Sentei-me no banco de mármore da capela Bonanno, encostando os dedos no frio perfeito da pedra como se buscasse um ponto de ancoragem contra o calor que me consumia por dentro. Este banco — não, esta obra — não é apenas um lugar para se sentar; é um altar de lembranças e castigos. O mármore é branco, veias cinzentas correm na superfície como cicatrizes quietas, e a polidez da pedra traduz a mesma disciplina que meu pai aplicava em nós: precisa, sem misericórdia. O encosto é baixo, talhado com arabescos sutis que refletem uma paciência que eu não tenho. O mármore pega o brilho das velas e devolve-o como uma luz contida, fria, um contraste perfeito com a chama viva que tremula e insiste no seu movimento.

A capela da família não mudou desde que meu pai a projetou. Colunas imponentes, ornamentos dourados que não piscam vergonha de seu brilho, vitrais que filtram a luz do dia em cores antigas. Cada centímetro carrega a intenção de quem ergueu tudo: ostentar poder em silêncio. Aqui, a respiração torna-se menor, medida, como se o ar conseguisse perceber o peso do sangue e da história. Foi nesse mesmo banco que eu ouvi pela primeira vez que a vida tem dois caminhos: ser o punho que governa a dor ou ser a carne que a recebe. Meu pai escolheu o punho. Ele me forjou nele.
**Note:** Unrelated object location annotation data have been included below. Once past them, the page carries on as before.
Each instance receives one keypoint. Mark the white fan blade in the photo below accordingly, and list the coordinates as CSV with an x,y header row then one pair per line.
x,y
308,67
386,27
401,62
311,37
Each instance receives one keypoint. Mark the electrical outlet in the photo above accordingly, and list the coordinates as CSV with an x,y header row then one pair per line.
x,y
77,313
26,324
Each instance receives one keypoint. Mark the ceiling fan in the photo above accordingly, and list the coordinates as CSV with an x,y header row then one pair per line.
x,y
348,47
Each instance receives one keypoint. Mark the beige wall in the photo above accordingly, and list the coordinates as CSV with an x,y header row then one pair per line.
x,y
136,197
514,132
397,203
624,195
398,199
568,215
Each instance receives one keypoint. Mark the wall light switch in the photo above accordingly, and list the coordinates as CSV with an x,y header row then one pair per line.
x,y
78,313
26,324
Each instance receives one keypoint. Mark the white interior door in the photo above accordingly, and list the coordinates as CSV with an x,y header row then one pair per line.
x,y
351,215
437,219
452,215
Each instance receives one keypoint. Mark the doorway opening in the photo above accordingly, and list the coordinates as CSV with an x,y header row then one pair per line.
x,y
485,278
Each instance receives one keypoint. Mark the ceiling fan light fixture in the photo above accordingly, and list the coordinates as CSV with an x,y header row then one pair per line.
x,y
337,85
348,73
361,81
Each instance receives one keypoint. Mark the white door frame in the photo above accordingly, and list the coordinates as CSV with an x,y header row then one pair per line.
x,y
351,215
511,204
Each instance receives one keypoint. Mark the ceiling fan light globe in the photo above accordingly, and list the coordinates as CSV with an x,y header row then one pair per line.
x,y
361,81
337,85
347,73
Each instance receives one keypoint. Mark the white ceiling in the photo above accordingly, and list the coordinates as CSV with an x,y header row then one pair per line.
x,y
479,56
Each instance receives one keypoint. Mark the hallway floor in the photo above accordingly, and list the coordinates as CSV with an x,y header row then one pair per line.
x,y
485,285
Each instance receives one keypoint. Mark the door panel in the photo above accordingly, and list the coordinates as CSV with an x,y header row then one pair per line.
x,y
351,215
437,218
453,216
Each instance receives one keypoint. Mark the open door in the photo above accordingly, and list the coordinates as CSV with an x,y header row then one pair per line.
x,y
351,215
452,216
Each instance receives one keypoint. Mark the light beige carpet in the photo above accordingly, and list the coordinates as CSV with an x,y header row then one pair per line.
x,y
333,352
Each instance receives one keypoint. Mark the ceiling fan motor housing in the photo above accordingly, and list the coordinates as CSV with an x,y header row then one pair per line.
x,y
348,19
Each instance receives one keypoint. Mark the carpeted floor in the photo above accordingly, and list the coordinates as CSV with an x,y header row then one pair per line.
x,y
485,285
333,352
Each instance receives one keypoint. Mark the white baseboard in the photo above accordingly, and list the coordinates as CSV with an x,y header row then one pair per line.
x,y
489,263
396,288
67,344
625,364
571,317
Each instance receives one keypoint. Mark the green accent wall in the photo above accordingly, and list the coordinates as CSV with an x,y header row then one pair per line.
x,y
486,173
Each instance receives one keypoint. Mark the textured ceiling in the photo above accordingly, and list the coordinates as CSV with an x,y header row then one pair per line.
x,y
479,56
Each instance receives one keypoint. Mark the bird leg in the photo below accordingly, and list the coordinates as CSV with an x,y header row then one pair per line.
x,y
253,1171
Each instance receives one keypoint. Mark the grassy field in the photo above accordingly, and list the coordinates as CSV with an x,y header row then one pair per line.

Lembrei das lições cruas — as horas ajoelhado, o aço da correia encontrando minha pele, a pá pesada batendo como se cavasse caráter — como se cada golpe me talhasse para o papel que me aguardava: herdeiro. Herdeiro de um império que não pede desculpas por existir. Herdeiro de um nome que abre portas e que fecha bocas. Filho do Sr. Augusto Bonanno: a afirmação pesava nos ombros como um manto de chumbo. E, ainda assim, havia uma chama diferente dentro de mim. Não a mesma chama que meu pai nutria — ele queria respeito, temor, ordem — eu queria justiça com um gosto de sangue.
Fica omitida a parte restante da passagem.